Systematic review and evaluation of aspartame carcinogenicity bioassays using quality criteria

Abstract The current review assessed cancer studies of aspartame based on a quality appraisal using the Klimisch grading system. Nine studies having complete histopathology were included: three 2‐year studies by Searle; three transgenic mice studies by the NTP; three lifetime studies by the Ramazzini Institute. A tenth study limited to brain tumors was not rated. None were determined as Klimisch Code 1 (reliable without restrictions). The Searle studies predated GLP standards but their methodology was comparable; transgenic mouse models are not validated, but are accepted as supporting data. These studies were rated Klimisch Code 2 (reliable with restrictions). The Ramazzini Institute used a lifetime model of their own design that has been questioned due to high rates of spontaneous tumors, issues with tumor type diagnosis and concerns about the impact of chronic infections.
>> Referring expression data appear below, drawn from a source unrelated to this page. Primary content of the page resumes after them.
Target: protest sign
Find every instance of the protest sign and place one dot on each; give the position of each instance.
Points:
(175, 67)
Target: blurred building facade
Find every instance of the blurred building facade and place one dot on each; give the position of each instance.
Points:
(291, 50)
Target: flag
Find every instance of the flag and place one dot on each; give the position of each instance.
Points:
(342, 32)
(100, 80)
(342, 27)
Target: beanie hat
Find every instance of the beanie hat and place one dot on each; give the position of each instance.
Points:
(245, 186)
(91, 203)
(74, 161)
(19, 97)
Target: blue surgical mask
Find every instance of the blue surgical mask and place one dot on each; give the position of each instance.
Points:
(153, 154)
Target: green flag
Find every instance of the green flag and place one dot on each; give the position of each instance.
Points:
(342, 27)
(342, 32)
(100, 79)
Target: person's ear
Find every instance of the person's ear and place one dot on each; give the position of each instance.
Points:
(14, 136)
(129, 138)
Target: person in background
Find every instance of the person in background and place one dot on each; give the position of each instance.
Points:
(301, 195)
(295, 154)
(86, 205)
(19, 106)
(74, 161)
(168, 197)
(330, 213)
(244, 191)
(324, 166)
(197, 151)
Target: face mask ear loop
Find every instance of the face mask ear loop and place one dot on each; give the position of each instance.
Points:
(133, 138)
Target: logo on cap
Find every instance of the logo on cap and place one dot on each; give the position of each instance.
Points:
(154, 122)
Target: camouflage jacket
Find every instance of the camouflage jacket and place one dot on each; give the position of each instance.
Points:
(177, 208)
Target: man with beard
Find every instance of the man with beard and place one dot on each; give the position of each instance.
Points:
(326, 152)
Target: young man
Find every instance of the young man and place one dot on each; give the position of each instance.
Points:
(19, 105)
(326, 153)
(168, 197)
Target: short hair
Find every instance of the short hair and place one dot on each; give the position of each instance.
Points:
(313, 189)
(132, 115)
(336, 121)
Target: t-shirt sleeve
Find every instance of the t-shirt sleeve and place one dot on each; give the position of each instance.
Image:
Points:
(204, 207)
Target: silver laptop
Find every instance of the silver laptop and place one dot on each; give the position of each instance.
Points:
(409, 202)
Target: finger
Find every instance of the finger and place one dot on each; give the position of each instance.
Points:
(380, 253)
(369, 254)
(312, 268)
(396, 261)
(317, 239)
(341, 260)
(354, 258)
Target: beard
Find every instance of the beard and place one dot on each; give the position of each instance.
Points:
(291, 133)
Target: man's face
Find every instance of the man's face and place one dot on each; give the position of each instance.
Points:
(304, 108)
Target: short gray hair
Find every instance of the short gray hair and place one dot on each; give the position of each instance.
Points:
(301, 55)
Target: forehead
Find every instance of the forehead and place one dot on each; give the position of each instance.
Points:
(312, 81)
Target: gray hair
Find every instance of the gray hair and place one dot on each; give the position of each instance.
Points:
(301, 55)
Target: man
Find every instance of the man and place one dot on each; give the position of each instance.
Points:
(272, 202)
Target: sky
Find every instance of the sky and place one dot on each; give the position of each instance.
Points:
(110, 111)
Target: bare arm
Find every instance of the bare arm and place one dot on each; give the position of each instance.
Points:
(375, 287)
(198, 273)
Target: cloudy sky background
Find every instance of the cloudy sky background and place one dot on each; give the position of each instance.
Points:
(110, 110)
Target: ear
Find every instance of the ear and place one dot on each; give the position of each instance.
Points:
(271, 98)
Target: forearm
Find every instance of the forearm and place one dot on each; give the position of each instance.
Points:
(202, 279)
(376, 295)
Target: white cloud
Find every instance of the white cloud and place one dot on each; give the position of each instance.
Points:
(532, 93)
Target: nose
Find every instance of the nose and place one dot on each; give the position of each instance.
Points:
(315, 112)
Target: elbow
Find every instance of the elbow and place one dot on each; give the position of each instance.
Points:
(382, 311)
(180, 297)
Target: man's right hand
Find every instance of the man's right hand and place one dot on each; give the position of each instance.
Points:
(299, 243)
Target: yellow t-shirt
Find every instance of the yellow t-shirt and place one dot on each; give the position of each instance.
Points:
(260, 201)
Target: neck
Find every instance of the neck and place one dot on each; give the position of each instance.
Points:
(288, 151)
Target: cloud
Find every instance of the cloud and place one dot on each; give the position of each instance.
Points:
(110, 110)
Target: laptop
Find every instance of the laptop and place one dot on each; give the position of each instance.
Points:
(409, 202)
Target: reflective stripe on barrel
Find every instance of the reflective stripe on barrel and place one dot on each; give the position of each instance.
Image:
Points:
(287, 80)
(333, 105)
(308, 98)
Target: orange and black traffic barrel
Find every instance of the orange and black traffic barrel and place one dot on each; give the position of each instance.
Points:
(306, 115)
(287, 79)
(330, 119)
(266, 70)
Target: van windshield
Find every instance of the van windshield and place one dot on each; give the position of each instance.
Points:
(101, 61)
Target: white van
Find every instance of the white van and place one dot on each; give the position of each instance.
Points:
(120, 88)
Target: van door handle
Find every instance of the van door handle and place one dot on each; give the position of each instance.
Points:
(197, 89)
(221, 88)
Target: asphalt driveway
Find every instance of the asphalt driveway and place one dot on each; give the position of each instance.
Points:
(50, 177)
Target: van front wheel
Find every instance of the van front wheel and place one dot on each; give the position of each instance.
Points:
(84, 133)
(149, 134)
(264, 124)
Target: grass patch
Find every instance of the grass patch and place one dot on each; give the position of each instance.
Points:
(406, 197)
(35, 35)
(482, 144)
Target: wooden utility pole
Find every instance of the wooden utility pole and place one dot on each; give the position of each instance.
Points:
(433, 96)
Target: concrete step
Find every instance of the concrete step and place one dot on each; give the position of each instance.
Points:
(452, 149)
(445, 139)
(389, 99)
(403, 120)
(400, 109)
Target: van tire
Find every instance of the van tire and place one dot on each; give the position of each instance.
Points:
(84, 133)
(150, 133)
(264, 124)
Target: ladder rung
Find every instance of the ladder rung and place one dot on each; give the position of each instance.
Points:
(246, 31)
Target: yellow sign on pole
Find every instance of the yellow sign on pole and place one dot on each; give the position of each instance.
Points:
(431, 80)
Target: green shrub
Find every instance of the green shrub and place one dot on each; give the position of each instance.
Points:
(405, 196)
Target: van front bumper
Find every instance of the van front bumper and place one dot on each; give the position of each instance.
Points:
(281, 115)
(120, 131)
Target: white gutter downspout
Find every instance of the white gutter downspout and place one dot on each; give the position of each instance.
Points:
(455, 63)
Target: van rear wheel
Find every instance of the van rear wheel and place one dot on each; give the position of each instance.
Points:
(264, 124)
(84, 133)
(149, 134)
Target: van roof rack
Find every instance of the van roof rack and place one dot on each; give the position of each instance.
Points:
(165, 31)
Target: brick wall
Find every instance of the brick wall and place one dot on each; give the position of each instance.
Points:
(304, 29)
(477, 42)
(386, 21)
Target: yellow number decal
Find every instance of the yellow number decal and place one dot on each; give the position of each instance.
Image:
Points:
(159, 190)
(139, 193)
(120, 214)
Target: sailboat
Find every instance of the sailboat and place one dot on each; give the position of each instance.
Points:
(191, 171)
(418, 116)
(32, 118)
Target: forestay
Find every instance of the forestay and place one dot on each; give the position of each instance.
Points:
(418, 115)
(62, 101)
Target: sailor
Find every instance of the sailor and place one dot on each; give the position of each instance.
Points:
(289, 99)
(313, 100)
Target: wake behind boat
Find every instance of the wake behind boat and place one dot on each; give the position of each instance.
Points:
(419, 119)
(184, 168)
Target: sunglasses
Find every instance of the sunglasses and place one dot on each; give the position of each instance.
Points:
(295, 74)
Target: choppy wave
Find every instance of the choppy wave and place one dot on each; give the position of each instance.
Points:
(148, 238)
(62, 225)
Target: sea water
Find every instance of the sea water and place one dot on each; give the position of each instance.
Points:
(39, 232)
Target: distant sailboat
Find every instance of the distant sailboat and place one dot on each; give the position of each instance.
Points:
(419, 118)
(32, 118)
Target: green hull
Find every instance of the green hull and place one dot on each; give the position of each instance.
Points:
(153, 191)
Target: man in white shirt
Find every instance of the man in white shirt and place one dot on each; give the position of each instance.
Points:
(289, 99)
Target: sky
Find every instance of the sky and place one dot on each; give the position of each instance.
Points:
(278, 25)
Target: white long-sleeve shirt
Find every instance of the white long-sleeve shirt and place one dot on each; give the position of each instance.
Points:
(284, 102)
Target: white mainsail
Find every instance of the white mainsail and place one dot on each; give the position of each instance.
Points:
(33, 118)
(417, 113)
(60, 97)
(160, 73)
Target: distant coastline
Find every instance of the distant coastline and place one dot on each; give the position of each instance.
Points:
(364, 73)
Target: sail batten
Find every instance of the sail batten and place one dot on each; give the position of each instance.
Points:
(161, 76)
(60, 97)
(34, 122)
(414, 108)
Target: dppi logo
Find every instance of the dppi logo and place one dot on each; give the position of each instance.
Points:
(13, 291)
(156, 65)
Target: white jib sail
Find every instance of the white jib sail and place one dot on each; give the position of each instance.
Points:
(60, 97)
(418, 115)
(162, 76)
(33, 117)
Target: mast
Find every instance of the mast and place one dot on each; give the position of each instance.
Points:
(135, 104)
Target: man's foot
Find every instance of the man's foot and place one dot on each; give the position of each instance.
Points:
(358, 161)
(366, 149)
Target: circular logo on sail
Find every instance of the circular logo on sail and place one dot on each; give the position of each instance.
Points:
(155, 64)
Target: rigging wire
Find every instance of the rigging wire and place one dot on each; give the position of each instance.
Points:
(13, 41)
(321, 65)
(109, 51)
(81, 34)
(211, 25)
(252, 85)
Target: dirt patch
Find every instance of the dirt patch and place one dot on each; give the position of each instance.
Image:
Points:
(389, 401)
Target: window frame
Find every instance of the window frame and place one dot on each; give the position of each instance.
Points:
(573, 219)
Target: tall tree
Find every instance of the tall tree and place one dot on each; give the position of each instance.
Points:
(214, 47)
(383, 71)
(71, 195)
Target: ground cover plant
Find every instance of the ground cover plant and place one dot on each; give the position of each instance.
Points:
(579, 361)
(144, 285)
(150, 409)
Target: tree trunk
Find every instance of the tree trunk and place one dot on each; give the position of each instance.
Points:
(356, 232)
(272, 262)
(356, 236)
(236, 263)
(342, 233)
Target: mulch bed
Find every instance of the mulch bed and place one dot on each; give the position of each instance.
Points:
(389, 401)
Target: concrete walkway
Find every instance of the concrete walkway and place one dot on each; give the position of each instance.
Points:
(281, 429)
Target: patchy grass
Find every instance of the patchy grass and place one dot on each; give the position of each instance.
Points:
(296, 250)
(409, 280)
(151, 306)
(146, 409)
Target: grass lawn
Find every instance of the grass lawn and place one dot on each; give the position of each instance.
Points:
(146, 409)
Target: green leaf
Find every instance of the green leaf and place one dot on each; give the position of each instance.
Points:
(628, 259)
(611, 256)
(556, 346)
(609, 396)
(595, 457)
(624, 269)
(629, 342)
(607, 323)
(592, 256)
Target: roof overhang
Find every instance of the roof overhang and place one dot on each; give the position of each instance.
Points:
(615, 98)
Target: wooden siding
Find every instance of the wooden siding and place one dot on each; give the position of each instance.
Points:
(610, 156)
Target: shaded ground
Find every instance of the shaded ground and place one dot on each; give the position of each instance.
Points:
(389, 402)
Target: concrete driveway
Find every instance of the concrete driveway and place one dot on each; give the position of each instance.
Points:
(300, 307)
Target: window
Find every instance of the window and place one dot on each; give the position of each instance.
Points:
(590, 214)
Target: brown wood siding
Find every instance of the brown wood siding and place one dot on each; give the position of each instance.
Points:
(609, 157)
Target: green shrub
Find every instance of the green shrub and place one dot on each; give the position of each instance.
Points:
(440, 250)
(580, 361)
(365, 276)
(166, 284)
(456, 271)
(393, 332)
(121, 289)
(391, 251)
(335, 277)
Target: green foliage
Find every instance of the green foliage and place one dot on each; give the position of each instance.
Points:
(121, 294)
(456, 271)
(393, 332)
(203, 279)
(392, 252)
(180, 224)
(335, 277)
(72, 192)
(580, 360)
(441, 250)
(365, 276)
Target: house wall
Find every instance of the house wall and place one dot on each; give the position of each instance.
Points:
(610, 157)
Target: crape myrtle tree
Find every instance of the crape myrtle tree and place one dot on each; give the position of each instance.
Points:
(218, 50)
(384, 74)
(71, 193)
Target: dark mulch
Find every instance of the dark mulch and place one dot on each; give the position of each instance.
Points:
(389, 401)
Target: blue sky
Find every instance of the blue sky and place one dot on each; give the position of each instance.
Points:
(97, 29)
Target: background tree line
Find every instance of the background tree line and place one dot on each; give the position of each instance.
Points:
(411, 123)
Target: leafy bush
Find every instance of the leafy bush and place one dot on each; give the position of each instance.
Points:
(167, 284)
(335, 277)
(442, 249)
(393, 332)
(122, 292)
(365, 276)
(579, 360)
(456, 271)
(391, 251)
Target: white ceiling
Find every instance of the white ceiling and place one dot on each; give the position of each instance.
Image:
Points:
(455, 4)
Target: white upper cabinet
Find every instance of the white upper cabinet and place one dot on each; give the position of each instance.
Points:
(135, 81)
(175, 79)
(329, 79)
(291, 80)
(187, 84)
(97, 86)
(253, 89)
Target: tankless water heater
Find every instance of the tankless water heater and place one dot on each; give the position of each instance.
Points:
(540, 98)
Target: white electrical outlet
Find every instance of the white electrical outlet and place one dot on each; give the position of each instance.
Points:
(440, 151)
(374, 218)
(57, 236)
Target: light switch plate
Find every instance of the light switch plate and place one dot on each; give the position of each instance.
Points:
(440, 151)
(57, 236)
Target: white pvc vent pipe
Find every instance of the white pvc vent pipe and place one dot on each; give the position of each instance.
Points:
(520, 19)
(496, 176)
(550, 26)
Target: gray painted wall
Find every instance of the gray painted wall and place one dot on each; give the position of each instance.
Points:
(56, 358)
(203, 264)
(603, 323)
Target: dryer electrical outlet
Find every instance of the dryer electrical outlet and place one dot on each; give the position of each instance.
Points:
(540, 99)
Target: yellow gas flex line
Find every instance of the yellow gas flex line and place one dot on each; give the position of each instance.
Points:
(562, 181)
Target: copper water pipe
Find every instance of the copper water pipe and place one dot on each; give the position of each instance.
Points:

As many of these problems could be attributed to using animals that died or were terminated near end of life, along with the other problems noted, these studies were rated Klimisch Code 3 (not reliable). As the Klimisch Code 2 studies demonstrated a lack of carcinogenic potential, and as aspartame is hydrolyzed to common components and lacks genotoxic activity, a conclusion that aspartame is not carcinogenic is supported. HighlightsAspartame cancer bioassay methods evaluated using quality criteria.Pivotal studies evaluated against the Klimisch grading system.Studies with highest rating support that aspartame is not carcinogenic in rodents.